Null display is "NULL".
 ?column? 
----------
 NULL
(1 row)

$ duckdb -c "SELECT NULL || 'x';"
┌───────────────┐
│ (NULL || 'x') │
│     int32     │
├───────────────┤
│          NULL │
└───────────────┘

Details

Repro is with super commit a67ca49.

It looks like historically SuperDB's implementation of || and the CONCAT function have relied on the same underlying code, but it seems this is not typical for most SQL implementations.
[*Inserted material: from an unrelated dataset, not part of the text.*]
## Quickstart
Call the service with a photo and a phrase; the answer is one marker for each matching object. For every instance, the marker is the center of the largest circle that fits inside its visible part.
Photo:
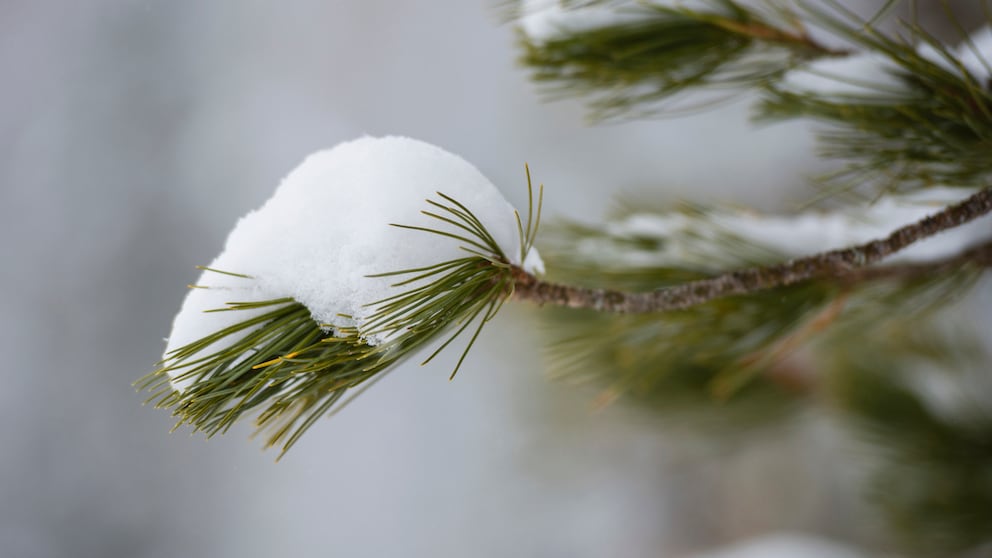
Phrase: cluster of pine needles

In the Postgres docs for instance, it's disclosed that "NULL arguments are ignored" in their CONCAT function, but nothing specific is said about NULL handling as relates to ||, which implies that the typical SQL behavior of "NULL propagation" should be expected, i.e., the presence of a single NULL in the inputs causes the entire result to be a NULL.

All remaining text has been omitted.